There is no question that Iowa State’s leadership in food-animal research, teaching and outreach is growing. But as the world’s population rises and as globalization brings the potential of transporting new animal diseases from one location to another in a single airplane flight, the challenges are growing just as fast.

And while the university has stepped up to make sure the state, the country and the world are ready to face these issues, resources are admittedly stretched thin. Since the Veterinary Diagnostic Lab was built in the 1970s, the number of staff members in animal agriculture has quintupled. The buildings now used for animal agriculture work, including renovated barns from the 1920s and a 40-year-old building ill-designed for today’s biosecurity challenges, are bursting at the seams.

That’s why more spacious and technologically-sophisticated facilities are at the top of the university’s list as it plans for the future.
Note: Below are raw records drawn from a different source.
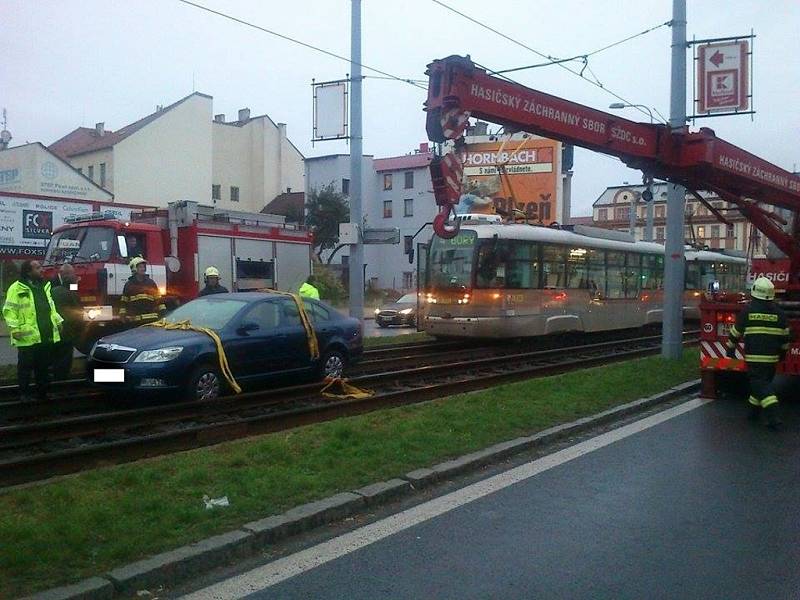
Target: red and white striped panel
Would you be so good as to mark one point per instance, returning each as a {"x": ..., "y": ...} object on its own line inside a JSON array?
[{"x": 718, "y": 350}]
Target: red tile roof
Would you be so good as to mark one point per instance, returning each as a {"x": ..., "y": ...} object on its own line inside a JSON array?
[
  {"x": 86, "y": 139},
  {"x": 399, "y": 163}
]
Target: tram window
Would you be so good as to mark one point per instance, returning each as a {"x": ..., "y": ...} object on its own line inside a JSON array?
[
  {"x": 652, "y": 271},
  {"x": 633, "y": 268},
  {"x": 596, "y": 272},
  {"x": 615, "y": 274},
  {"x": 693, "y": 276},
  {"x": 577, "y": 269},
  {"x": 553, "y": 266}
]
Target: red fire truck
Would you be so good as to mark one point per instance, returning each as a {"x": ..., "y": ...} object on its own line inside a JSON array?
[
  {"x": 251, "y": 251},
  {"x": 458, "y": 90}
]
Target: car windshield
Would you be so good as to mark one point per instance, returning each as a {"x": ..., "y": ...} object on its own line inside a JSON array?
[
  {"x": 80, "y": 244},
  {"x": 214, "y": 313}
]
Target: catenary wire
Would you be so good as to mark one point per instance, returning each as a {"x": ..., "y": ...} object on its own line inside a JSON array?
[
  {"x": 298, "y": 42},
  {"x": 553, "y": 59}
]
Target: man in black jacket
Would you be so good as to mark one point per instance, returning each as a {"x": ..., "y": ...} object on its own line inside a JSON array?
[
  {"x": 141, "y": 300},
  {"x": 68, "y": 305},
  {"x": 765, "y": 330}
]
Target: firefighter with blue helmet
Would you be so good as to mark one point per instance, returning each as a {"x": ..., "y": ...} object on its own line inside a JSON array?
[{"x": 765, "y": 331}]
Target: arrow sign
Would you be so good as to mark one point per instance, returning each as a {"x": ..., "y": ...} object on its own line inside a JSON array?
[{"x": 717, "y": 58}]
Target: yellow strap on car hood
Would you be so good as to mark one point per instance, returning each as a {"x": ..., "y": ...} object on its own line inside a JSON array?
[{"x": 223, "y": 359}]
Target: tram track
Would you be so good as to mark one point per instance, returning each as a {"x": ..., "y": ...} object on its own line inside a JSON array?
[{"x": 35, "y": 451}]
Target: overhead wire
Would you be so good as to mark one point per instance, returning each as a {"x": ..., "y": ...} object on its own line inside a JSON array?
[
  {"x": 553, "y": 60},
  {"x": 299, "y": 42}
]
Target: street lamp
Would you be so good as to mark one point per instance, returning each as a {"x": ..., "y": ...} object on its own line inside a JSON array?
[{"x": 648, "y": 195}]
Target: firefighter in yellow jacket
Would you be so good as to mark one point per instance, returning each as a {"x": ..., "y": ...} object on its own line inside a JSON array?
[
  {"x": 33, "y": 326},
  {"x": 765, "y": 330},
  {"x": 141, "y": 301}
]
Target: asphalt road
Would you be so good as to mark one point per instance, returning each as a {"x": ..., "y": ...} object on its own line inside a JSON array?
[{"x": 700, "y": 505}]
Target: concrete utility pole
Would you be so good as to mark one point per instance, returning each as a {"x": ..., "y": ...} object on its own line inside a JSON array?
[
  {"x": 674, "y": 260},
  {"x": 356, "y": 264}
]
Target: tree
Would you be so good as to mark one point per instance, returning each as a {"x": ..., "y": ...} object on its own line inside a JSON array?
[{"x": 325, "y": 209}]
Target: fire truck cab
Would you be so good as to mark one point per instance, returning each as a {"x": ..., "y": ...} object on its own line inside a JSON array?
[{"x": 251, "y": 250}]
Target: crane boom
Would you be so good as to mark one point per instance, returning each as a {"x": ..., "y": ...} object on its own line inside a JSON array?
[{"x": 458, "y": 90}]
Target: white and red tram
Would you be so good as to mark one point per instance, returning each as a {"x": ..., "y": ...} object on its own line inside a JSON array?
[{"x": 496, "y": 280}]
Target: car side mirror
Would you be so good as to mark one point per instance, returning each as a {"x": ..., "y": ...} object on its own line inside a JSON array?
[{"x": 244, "y": 328}]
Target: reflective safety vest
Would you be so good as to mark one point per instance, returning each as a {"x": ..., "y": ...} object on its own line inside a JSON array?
[
  {"x": 19, "y": 312},
  {"x": 141, "y": 300},
  {"x": 765, "y": 330},
  {"x": 309, "y": 291}
]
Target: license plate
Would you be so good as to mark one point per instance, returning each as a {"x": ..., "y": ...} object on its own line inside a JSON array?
[{"x": 109, "y": 375}]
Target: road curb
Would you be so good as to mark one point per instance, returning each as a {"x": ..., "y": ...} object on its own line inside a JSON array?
[{"x": 220, "y": 550}]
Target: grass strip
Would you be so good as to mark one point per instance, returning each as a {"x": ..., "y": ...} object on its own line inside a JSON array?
[
  {"x": 393, "y": 340},
  {"x": 91, "y": 522}
]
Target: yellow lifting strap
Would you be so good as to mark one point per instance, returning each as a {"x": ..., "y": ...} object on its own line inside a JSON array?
[
  {"x": 338, "y": 388},
  {"x": 223, "y": 359},
  {"x": 311, "y": 335}
]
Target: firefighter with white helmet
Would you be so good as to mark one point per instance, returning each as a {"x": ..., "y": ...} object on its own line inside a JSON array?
[
  {"x": 765, "y": 331},
  {"x": 211, "y": 279},
  {"x": 141, "y": 299}
]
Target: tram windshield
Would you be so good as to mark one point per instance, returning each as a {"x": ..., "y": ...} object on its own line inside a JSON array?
[
  {"x": 80, "y": 244},
  {"x": 451, "y": 260}
]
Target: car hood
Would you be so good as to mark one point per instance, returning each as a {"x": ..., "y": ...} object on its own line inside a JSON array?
[
  {"x": 151, "y": 338},
  {"x": 398, "y": 306}
]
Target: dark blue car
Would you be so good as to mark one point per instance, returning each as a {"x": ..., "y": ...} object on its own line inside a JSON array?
[{"x": 261, "y": 333}]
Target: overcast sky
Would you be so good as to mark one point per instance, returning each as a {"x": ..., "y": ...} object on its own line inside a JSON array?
[{"x": 67, "y": 63}]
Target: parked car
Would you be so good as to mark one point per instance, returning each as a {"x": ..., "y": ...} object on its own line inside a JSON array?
[
  {"x": 261, "y": 333},
  {"x": 401, "y": 312}
]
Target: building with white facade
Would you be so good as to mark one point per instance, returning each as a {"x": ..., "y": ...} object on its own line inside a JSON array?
[
  {"x": 185, "y": 152},
  {"x": 612, "y": 211}
]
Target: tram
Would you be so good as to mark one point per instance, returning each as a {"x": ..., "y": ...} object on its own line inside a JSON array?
[{"x": 496, "y": 280}]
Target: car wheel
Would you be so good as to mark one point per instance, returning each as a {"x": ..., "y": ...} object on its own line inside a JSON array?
[
  {"x": 205, "y": 383},
  {"x": 333, "y": 364}
]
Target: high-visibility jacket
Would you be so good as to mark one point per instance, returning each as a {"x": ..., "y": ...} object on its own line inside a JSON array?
[
  {"x": 141, "y": 301},
  {"x": 309, "y": 291},
  {"x": 765, "y": 330},
  {"x": 19, "y": 312}
]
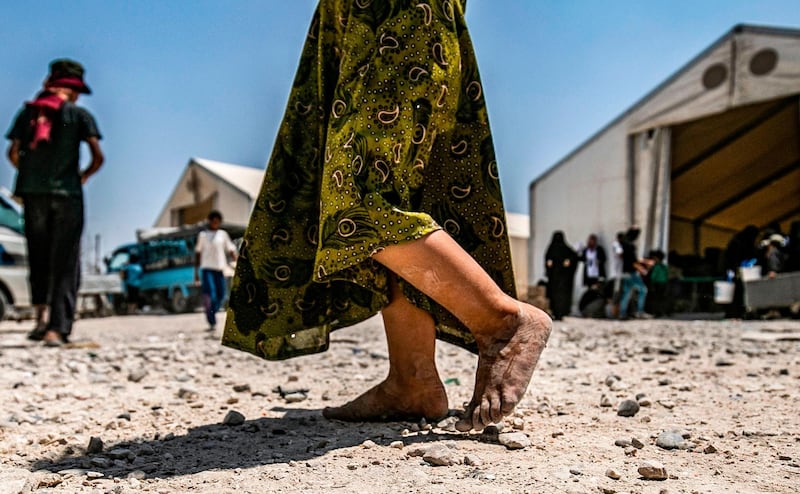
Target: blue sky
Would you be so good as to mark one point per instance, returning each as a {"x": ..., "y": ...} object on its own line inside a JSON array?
[{"x": 183, "y": 78}]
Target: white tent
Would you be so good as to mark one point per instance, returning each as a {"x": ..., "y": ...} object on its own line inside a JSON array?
[
  {"x": 206, "y": 185},
  {"x": 714, "y": 148}
]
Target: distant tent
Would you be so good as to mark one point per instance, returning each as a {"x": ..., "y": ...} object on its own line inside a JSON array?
[
  {"x": 206, "y": 185},
  {"x": 714, "y": 148}
]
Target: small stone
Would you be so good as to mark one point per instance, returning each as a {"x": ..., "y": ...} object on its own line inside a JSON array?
[
  {"x": 653, "y": 470},
  {"x": 628, "y": 408},
  {"x": 119, "y": 454},
  {"x": 514, "y": 440},
  {"x": 439, "y": 455},
  {"x": 47, "y": 481},
  {"x": 295, "y": 397},
  {"x": 100, "y": 462},
  {"x": 418, "y": 450},
  {"x": 137, "y": 375},
  {"x": 188, "y": 393},
  {"x": 670, "y": 440},
  {"x": 95, "y": 445},
  {"x": 448, "y": 424},
  {"x": 233, "y": 418},
  {"x": 473, "y": 460},
  {"x": 137, "y": 475}
]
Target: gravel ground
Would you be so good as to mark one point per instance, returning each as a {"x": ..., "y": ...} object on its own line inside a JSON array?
[{"x": 705, "y": 406}]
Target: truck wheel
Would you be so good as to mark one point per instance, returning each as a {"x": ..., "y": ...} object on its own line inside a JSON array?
[{"x": 178, "y": 302}]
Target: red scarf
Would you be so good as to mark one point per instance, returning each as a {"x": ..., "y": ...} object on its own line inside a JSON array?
[{"x": 46, "y": 104}]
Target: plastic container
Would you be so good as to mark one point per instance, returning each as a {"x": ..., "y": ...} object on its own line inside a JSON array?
[
  {"x": 750, "y": 274},
  {"x": 723, "y": 292}
]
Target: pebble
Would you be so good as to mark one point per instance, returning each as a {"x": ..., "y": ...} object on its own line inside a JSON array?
[
  {"x": 233, "y": 418},
  {"x": 137, "y": 375},
  {"x": 514, "y": 440},
  {"x": 95, "y": 445},
  {"x": 137, "y": 475},
  {"x": 120, "y": 454},
  {"x": 628, "y": 408},
  {"x": 295, "y": 397},
  {"x": 439, "y": 455},
  {"x": 188, "y": 393},
  {"x": 653, "y": 470},
  {"x": 100, "y": 462},
  {"x": 671, "y": 440},
  {"x": 473, "y": 460},
  {"x": 576, "y": 470}
]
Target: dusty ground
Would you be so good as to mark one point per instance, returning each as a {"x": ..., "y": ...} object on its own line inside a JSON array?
[{"x": 157, "y": 389}]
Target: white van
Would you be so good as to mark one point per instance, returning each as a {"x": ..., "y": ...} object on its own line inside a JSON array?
[{"x": 15, "y": 295}]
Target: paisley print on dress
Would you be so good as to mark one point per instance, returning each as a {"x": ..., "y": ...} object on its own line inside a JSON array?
[{"x": 385, "y": 139}]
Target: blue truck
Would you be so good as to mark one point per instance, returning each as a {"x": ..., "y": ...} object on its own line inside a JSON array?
[{"x": 166, "y": 261}]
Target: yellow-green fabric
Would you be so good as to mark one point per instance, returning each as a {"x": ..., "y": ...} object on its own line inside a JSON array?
[{"x": 385, "y": 139}]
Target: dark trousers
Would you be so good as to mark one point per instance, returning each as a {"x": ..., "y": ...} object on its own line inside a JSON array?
[
  {"x": 213, "y": 288},
  {"x": 53, "y": 228}
]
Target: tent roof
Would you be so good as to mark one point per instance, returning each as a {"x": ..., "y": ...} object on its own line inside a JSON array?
[
  {"x": 640, "y": 105},
  {"x": 739, "y": 167},
  {"x": 243, "y": 178}
]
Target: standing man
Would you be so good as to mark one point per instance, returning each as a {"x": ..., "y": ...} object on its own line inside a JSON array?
[
  {"x": 594, "y": 263},
  {"x": 632, "y": 271},
  {"x": 213, "y": 246},
  {"x": 45, "y": 148}
]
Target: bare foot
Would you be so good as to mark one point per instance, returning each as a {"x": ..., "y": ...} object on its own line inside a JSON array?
[
  {"x": 505, "y": 366},
  {"x": 390, "y": 401}
]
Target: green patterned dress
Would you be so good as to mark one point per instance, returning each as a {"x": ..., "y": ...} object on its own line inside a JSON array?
[{"x": 385, "y": 139}]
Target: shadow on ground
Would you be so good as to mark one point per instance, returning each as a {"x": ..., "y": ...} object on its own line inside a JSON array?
[{"x": 300, "y": 435}]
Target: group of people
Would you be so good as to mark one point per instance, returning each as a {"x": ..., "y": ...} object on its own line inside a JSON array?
[{"x": 606, "y": 296}]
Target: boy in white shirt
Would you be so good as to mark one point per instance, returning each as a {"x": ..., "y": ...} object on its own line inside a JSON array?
[{"x": 211, "y": 259}]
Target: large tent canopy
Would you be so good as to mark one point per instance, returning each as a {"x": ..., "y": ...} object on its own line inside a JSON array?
[{"x": 714, "y": 148}]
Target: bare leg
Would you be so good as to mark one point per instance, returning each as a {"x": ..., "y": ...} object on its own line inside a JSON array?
[
  {"x": 413, "y": 389},
  {"x": 510, "y": 335}
]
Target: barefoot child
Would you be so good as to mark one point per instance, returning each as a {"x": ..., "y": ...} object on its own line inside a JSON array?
[{"x": 382, "y": 195}]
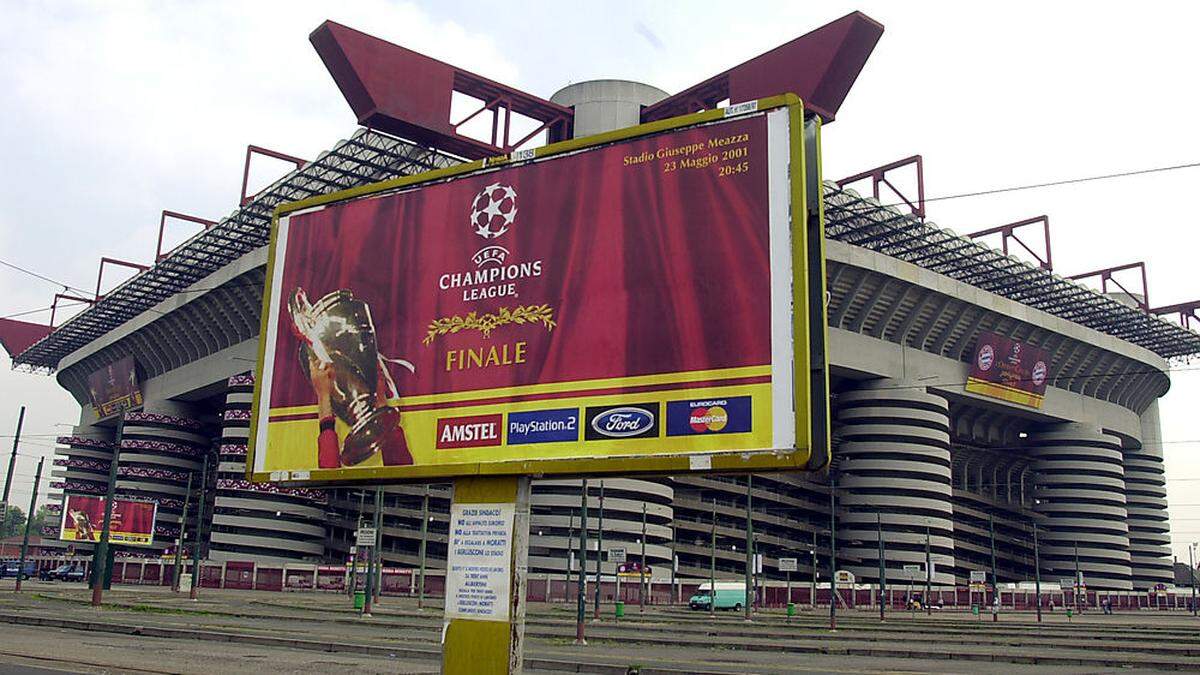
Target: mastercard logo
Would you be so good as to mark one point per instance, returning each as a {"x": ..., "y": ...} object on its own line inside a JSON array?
[{"x": 713, "y": 418}]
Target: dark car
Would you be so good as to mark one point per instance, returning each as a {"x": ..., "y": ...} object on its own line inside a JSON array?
[
  {"x": 11, "y": 567},
  {"x": 69, "y": 572}
]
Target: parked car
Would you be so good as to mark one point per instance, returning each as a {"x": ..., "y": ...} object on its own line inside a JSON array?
[
  {"x": 11, "y": 568},
  {"x": 730, "y": 595},
  {"x": 69, "y": 572}
]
Scholarships that can lighten tuition costs and attract top veterinary students are vitally important, such as the Iowa Pork Producers Association Fellowships in VDPAM, established to recruit individuals to Iowa State to pursue graduate studies and work on research problems of importance to the swine industry.

Also essential are endowed professorships that lure exceptional faculty – the very people who will keep us safe by fighting diseases in both humans and animals, with immense implications globally.

Together, such investments at Iowa State will provide the university the ability not only to meet the emerging disease challenges in animal agriculture, but to defeat them.